Merriam-Webster says hate is “intense hostility and aversion usually deriving from fear, anger, or sense of injury”. Given that fear, anger, and injury are ubiquitous (and sometimes intense) human experiences, it’s hardly surprising that hate is common in many contexts, including politics. I imagine that even the saints among us suffer hateful moments now and then.
Unfortunately, because many people love to hate, selling hatred can be popular and lucrative. Limbaugh, a caustic self-promoting know-it-all, knew this well and openly relished the hatred many held for him. He cultivated a distinctive brand of malice and hostility toward people unlike him, exemplified by his joking about the many deaths of AIDS victims during the 1980s and his calling feminists “feminazis”.
Worse, by setting the stage for other vitriolic commentators such as Sean Hannity and Glenn Beck, Limbaugh was a key catalyst in producing the contemptuous rhetoric and hyper-partisanship of current American politics. Limbaugh’s family and friends surely deserve our sympathy for their private loss but the death of the public Limbaugh is no loss to an America aspiring to equality for all.
From the invidious social climate crafted by Limbaugh, we saw Donald Trump’s indomitable political ascent. Trump used his bully pulpit to crank up the volume of the hate chorus by calling Mexican immigrants drug dealers and rapists, frequently disparaging women’s physical features, and eventually inciting a murderous mob to attack the Capitol. This is not the America most of us idealize.
Unlike people, all hate is not created equal. Hating someone for his purposefully destructive behavior is not the same sin as hating a group – whom we mostly don’t even know – for their mere existence. Americans openly hated Osama bin Laden, who happened to be Muslim, for orchestrating the 9/11 attack. But his actions do not justify hating all Muslims. I surmise that the hatred aimed at Limbaugh and Trump is for them personally, not for all those who happen to look like them. Although not admirable, such person-wise hate is far more morally defensible than the group-wise hate these men have fomented for decades.

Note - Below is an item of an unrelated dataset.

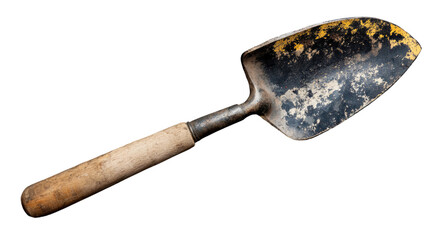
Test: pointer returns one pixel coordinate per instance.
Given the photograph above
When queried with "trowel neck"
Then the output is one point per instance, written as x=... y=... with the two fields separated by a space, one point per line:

Hatred is not categorically un-American but aiming invectives at categories of people simply because of their gender, color, or culture is. Venomous speech is protected by our Constitution but the First Amendment does not imply one won’t be despised for saying hateful things. All rights, including free speech, come bound with responsibilities to respect others’ rights and dignity. Individuals who abuse this principle by promoting group-wise hate justly deserve our moral and political wrath – and perhaps our hatred. If group-wise hatred becomes widely acceptable, other American ideals also are in peril.
Political figures like Limbaugh and Trump harm America because they advance a narrative in which ideology, personal insults, and scapegoating are more valued by their partisan “base” than facts, public good, or nuanced solutions to complex issues. Their take-home messages contradict the very first principle asserted in the Declaration of Independence, the self-evident truth that “all [people] are created equal.” Persistent efforts to subvert this principle do more to fray the fabric of American democracy than the occasional terrorist attack ever could.
It’s quite understandable why some hate the likes of Limbaugh or Trump. A person raised in ignorance or oppression might be excused for being hostile toward people unlike himself. However, these are men of exceptional opportunity, wealth, and privilege. They have no legitimate claim to victimhood, and deserve no free pass for hatemongering. They built and defined their political personas by proud, unrelenting repetition of malicious messages. Messenger and message are inextricable.
If I claim to love American ideals, how could I not hate such tireless attackers of those ideals?
Angermeier lives, loves and occasionally hates in Blacksburg.